On Sat, Jun 13, 2009 at 1:08 AM, Larry Wall<la...@wall.org> wrote:
> Nevertheless, for any major methods borrowed from Perl 6, I'm not
> inclined to change them that drastically.  Much more likely to
> define them as sugar for the more general list operators:
>
>    .push       means   .=append
>    .unshift    means   .=prepend
>    .splice     means   .=impend        :-)
>
> or some such.

That makes sense to me. I'd very much like it if the fundamental
methods on most data types were non-mutating - string manipulation,
list munging etc. Along with having lazy lists, that gives us a good
dose of tricks from the functional world we can do, and with .= and
(hopefully) some clever bits in the compiler which can handle it
effectively (as in performance-wise), it's no hassle to convert any
non-mutator to a mutator. Syntactic sugar for really common mutating
cases, as in other methods which do 'the same thing but mutated' is of
course fine (particularly when they have sensible/familiar names,
which implies to my mind that the operation makes sense).

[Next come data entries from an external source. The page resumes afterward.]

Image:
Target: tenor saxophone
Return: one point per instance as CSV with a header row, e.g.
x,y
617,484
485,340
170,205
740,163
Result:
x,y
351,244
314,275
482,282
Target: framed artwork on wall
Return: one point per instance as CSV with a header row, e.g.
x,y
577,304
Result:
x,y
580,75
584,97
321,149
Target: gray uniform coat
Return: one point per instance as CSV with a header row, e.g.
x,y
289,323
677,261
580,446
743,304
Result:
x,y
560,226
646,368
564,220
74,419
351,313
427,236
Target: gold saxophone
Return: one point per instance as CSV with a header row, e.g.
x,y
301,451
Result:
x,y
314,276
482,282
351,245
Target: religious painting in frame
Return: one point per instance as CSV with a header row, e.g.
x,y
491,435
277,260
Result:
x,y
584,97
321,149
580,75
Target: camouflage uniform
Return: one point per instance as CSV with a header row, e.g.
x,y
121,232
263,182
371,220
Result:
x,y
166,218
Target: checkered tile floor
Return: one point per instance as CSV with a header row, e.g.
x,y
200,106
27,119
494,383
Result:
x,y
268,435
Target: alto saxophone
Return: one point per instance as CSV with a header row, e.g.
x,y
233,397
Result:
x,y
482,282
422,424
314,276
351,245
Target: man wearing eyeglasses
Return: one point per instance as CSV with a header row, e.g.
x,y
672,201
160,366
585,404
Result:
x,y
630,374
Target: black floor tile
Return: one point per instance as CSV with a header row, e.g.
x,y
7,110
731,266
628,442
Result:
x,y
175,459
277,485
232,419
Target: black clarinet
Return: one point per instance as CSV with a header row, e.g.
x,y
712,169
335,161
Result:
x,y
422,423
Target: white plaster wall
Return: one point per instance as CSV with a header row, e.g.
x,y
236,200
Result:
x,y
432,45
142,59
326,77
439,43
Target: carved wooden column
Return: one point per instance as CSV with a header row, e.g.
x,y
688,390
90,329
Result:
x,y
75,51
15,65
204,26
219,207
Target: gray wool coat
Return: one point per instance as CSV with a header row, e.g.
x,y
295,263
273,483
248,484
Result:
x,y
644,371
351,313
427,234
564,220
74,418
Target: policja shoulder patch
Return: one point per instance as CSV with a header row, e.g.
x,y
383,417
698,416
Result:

Although some things may be able to be implemented far more
efficiently if they know that they're being called with infix:<.=> and
not with infix:<.>.

method munge($self is ro:) { } # infix:<.> case
method mung($self is rw:) { } # infix:<.=> case

?

Marginally inspired by C++ const methods. Of course, a potential
problem here is that they might want different return types as well -
but maybe our multis are fine with that, and maybe this is just some
crazy dream caused by waking up too early on a Saturday morning and
thinking about Perl before breakfast.